What “color” is your reality?
By the 1960’s, faster consumer color films changed candid photography virtually overnight as amateurs opted for more “lifelike” images. Color print, slide and movie film sales soared, and, while magazine and newspaper “documentarians” continued to emphasize mono as the “official” tonal language of street work, younger photographers began to reframe the argument as to what constituted a fit format for commentary. In the present day, both approaches live comfortably side by side, and many shooters are not exclusively in the ‘either” or “or” camp, deciding one frame at a time whether a narrow or wide palette is right for a given image. Even the shooters who embraced color as young photographers may, today, toggle back to monochrome for a singular impact or even a nostalgic evocation of the past. Fashion historians can easily lose count: we’ve zoomed past ironic, post-ironic, post-post-ironic, and back to innocence again, spinning through both unconscious and super-self-conscious styles like the blades of a pinwheel. Beneficiaries of technologies that abett and invite multiple ways to rendering the same subject, we shoot in all eras and influences at once. Everything about photography is a la carte.
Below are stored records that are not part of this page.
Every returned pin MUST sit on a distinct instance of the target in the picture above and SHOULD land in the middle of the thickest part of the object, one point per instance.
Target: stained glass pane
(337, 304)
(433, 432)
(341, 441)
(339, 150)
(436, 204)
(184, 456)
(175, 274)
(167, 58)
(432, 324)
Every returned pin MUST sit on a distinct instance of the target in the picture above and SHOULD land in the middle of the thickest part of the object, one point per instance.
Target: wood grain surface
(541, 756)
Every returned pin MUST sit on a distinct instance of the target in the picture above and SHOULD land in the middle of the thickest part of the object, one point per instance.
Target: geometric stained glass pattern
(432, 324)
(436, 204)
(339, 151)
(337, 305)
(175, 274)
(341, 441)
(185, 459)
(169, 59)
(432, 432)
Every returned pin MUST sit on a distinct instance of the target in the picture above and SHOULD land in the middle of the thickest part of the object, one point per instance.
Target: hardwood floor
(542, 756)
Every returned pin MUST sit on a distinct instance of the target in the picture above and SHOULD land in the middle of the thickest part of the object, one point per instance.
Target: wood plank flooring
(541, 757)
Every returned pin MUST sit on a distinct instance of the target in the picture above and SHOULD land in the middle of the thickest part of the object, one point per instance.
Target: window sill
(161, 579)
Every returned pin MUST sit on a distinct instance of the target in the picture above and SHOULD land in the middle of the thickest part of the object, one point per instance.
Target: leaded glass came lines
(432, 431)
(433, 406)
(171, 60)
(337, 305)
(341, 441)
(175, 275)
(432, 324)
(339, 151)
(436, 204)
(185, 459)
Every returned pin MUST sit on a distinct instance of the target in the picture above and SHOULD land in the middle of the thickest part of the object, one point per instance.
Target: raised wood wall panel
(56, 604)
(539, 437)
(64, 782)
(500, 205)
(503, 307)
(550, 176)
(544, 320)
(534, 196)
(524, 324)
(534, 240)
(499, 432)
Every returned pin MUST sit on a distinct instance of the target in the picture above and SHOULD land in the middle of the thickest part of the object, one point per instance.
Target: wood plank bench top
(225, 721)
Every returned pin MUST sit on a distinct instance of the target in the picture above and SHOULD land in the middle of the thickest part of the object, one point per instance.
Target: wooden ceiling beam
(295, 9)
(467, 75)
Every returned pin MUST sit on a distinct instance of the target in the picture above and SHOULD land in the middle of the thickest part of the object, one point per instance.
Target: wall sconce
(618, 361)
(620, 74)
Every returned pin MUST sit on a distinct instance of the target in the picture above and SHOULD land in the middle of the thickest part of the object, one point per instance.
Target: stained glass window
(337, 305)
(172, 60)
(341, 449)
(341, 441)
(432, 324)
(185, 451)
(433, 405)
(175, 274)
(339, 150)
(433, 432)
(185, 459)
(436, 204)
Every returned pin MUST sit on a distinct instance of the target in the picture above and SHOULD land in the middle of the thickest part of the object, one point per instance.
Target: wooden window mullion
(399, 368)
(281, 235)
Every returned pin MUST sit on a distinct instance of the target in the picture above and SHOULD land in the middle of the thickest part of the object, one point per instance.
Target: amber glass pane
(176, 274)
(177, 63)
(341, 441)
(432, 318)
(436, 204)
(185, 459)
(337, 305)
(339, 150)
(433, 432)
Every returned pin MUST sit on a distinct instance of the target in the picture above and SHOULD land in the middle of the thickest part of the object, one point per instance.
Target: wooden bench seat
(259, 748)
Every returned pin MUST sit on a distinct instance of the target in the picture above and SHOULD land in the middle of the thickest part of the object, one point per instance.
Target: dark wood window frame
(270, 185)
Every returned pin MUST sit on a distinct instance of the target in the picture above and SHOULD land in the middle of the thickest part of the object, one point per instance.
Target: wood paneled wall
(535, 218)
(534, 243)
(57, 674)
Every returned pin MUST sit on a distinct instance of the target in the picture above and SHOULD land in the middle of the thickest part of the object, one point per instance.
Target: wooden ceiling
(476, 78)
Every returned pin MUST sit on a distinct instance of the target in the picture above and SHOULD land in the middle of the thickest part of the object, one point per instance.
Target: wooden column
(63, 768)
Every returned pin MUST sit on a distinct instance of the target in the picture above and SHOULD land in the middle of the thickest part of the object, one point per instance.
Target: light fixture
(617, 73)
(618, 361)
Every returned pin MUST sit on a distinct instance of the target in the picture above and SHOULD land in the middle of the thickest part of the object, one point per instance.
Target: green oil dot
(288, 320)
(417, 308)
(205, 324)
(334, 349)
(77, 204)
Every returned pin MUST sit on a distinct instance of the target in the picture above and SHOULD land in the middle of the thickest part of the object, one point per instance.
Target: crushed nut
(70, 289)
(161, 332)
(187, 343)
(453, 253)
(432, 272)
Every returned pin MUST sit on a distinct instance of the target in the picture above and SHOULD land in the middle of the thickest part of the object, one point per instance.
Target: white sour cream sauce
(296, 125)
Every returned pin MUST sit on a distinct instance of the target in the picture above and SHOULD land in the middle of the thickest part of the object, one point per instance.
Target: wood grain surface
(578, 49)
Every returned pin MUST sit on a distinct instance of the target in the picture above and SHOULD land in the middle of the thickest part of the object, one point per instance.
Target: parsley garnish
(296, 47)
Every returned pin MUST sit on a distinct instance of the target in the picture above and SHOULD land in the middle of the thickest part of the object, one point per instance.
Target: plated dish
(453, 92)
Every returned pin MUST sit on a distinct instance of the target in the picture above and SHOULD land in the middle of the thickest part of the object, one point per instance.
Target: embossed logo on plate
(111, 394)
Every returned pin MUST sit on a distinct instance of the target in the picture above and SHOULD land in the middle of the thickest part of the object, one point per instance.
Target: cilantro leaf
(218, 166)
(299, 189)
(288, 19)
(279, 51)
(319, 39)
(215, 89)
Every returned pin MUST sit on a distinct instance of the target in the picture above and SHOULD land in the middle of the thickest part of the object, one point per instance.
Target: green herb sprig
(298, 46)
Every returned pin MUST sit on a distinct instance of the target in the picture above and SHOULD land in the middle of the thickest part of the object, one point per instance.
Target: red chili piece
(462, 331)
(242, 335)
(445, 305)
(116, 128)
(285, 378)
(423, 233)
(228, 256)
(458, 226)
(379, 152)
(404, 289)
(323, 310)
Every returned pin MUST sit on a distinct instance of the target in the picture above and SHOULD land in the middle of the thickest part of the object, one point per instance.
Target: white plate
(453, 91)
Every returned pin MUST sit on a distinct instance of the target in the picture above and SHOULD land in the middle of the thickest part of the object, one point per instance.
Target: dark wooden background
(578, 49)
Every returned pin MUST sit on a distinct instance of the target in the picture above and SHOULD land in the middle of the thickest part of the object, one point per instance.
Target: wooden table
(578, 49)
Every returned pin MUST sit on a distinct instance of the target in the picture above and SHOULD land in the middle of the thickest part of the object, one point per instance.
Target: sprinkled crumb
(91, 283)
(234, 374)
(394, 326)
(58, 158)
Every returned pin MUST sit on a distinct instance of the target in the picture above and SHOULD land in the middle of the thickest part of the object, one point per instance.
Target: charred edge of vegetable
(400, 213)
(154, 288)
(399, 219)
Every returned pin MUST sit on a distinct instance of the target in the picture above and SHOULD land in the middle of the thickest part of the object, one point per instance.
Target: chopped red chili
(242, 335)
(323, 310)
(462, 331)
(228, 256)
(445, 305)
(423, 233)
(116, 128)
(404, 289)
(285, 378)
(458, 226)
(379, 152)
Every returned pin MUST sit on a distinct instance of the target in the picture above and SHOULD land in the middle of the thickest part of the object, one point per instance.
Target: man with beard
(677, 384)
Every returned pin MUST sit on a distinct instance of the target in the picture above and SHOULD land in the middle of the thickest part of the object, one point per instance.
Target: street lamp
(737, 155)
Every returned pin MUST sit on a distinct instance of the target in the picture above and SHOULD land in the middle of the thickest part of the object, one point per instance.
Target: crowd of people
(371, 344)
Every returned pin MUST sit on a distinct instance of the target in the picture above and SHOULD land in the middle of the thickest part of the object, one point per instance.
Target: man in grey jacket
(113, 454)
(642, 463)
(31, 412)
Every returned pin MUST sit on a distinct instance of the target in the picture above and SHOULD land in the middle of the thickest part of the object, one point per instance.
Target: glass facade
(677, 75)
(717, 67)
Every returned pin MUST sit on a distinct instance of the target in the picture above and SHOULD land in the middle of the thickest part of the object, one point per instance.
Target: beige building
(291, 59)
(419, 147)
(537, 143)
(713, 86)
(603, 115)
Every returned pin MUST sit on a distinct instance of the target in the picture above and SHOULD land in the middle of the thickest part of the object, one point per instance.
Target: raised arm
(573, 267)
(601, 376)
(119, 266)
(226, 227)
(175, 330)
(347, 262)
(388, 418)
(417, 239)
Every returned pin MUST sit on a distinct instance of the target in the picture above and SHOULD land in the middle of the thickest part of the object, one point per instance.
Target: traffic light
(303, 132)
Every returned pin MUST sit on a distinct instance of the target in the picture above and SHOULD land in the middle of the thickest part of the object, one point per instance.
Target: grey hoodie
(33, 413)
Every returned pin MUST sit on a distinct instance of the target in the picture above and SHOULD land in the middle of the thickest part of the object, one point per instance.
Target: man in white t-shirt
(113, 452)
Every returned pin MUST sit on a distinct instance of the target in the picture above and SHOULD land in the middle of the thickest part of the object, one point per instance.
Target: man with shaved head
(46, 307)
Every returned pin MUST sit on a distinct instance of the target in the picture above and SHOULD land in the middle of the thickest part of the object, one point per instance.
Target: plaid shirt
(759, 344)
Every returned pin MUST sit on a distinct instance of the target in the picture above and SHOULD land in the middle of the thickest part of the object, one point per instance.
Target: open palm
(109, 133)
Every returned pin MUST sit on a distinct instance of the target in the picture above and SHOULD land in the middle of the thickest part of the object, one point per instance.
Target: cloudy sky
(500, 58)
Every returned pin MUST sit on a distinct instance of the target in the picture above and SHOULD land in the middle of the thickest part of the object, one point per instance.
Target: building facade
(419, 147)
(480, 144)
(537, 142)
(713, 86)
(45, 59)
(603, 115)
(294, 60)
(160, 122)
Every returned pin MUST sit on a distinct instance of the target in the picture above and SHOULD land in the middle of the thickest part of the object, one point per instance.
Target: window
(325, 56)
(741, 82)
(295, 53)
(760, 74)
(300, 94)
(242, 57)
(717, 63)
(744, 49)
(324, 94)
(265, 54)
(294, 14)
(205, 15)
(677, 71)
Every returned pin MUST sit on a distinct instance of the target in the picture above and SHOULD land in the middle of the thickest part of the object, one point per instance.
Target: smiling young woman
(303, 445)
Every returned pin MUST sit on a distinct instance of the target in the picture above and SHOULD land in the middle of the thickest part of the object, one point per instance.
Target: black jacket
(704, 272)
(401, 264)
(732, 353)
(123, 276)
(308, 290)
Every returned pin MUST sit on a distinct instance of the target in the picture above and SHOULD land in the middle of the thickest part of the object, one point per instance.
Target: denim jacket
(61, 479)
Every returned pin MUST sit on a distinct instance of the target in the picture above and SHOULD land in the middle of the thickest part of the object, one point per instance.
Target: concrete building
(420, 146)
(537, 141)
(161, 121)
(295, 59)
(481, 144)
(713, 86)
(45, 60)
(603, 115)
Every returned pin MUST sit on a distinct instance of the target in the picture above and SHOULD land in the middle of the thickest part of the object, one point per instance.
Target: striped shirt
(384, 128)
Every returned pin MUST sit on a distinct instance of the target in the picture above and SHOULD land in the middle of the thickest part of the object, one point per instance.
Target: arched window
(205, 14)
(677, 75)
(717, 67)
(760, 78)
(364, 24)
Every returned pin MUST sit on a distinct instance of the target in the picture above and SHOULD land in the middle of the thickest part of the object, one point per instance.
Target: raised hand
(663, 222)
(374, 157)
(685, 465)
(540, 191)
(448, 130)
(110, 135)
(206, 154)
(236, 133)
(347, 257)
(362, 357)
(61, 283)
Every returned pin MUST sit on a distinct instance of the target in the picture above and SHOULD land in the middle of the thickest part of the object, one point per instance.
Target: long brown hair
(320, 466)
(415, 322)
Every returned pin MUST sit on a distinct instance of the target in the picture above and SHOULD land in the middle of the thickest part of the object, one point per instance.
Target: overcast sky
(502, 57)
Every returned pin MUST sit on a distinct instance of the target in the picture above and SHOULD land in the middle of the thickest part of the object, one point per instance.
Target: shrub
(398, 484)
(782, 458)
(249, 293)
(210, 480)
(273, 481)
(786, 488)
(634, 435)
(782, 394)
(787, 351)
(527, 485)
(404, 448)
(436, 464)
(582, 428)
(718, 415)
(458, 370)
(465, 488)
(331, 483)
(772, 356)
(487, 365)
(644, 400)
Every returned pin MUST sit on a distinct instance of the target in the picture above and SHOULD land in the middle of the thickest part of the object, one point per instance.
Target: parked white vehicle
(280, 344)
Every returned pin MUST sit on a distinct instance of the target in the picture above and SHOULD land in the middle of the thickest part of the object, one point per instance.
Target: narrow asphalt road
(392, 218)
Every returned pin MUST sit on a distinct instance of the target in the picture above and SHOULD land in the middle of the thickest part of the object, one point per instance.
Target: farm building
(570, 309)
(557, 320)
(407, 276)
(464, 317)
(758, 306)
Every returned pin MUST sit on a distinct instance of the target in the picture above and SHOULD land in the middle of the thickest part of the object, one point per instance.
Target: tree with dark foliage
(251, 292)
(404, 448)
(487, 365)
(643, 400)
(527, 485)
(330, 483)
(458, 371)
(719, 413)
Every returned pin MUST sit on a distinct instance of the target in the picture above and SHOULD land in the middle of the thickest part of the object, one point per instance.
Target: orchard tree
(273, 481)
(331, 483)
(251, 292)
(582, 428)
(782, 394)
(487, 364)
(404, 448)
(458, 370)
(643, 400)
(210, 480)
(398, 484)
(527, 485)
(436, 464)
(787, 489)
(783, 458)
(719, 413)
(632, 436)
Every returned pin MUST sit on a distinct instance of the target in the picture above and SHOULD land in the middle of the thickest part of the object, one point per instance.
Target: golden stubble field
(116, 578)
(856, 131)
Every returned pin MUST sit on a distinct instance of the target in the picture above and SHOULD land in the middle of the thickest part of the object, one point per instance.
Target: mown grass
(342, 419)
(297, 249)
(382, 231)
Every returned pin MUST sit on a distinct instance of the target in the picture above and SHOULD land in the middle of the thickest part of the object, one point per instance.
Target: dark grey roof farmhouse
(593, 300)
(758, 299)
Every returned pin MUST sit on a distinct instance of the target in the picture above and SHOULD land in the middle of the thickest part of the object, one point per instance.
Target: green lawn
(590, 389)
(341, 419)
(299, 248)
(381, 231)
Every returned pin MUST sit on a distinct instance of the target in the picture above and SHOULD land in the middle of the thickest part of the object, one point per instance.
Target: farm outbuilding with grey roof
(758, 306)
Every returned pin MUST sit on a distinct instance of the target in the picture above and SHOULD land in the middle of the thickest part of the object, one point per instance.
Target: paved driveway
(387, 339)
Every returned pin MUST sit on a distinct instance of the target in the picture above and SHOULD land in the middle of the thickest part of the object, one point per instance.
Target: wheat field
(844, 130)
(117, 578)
For me, black and white isn’t a signature, but then again, neither is color. I find them both adequate for the candid work that encompasses “street”, and I reserve the right to make the choice between the two at a moment’s notice. Tonal properties, after all, should be as improvisational as the decision to make a given picture. We are freer than ever to worry less about the how of a photograph, and focus on the why.